Evilgiane’s production style reflects an omnivorous musical appetite, but you could reductively triangulate his beats here as an amalgam of Atlanta trap, New York sample drill, and SoundCloud plugg. Despite a scant 22-minute runtime, his work on EVILSLIME teases out various evocative pockets of sound to underscore Slimesito’s resolute rhymes. The drums can be muted or knock hard; the BPM ranges up and down. Sounds might be crisp and clear or blown out and fuzzy; melodies come in the form of solid synths or wispy samples.
Slimesito remains unflappable through it all, coolly stunting and sliding over and through the pocket. On “MONA LISA,” he attacks an evanescent drill beat, rattling off one-liners like, “My life so fast so I’m always speeding” and “Know I’m bad man so you know I’m like Frieza.” His voice is compressed almost as bad as Giane’s 808s on “12 02 93,” but Sito’s vocals are more than capable of standing up against titanic instrumentals on their own merit, as when they rip through the seething churn of “BRUISE WAYNE.”

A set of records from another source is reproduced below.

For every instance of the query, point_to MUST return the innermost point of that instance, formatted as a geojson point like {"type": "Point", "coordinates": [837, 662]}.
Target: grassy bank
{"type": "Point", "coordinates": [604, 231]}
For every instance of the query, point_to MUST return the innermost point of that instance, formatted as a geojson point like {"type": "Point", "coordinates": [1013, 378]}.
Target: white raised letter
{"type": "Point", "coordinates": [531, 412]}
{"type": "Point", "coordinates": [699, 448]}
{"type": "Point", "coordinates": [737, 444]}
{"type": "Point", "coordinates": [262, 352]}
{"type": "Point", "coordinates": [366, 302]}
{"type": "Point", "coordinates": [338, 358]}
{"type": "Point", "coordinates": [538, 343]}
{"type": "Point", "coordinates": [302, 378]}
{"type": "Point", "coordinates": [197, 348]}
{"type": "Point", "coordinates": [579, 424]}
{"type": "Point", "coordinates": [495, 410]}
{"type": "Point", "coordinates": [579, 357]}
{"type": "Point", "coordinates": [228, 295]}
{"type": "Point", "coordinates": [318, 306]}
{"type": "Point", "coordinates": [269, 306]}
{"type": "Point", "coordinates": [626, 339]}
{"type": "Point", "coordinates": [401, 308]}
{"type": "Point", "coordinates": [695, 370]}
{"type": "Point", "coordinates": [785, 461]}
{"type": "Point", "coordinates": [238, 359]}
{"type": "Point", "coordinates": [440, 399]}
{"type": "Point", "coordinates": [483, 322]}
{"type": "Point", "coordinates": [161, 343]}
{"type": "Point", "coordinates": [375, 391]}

As a lyricist, Slimesito is generally uninterested in detail work and allusion, preferring to speak plainly about money, bitches, and guns. Combined with the gravitas of his husky baritone, this aversion to metaphor and over-eloquence underscores the impish wordplay of Slimesito’s nimble flows. This comes through brightest on tape closer “DR EVIL,” where Sito pinballs off the sproingy instrumental: “I got a plug you know he came from Cuba but he still illegal / I’m hopping out a foreign it’s all white, man I can’t do no rentals.”
Or take the slower paced Eera-coprod “RIGHT OR WRONG,” where Slimesito deploys a similar “every line rhymes” structure as his verses on “MAKE IT HOME.” “I’m fucking on this bitch I know the hoe sprung, got big choppers man I feel like Saddam,” he raps nonchalantly. “Up in the trenches and you know I’m trapping, I be doing magic I ain’t waving no wand.” His sinuous flows and undulating turns of phrase twist simple rhymes into rhythmic earworms. “I was just locked up, I was reading through Psalms / I’ma slide for the gang, I don’t care if they wrong,” he sighs on the hook, dependable and unyielding.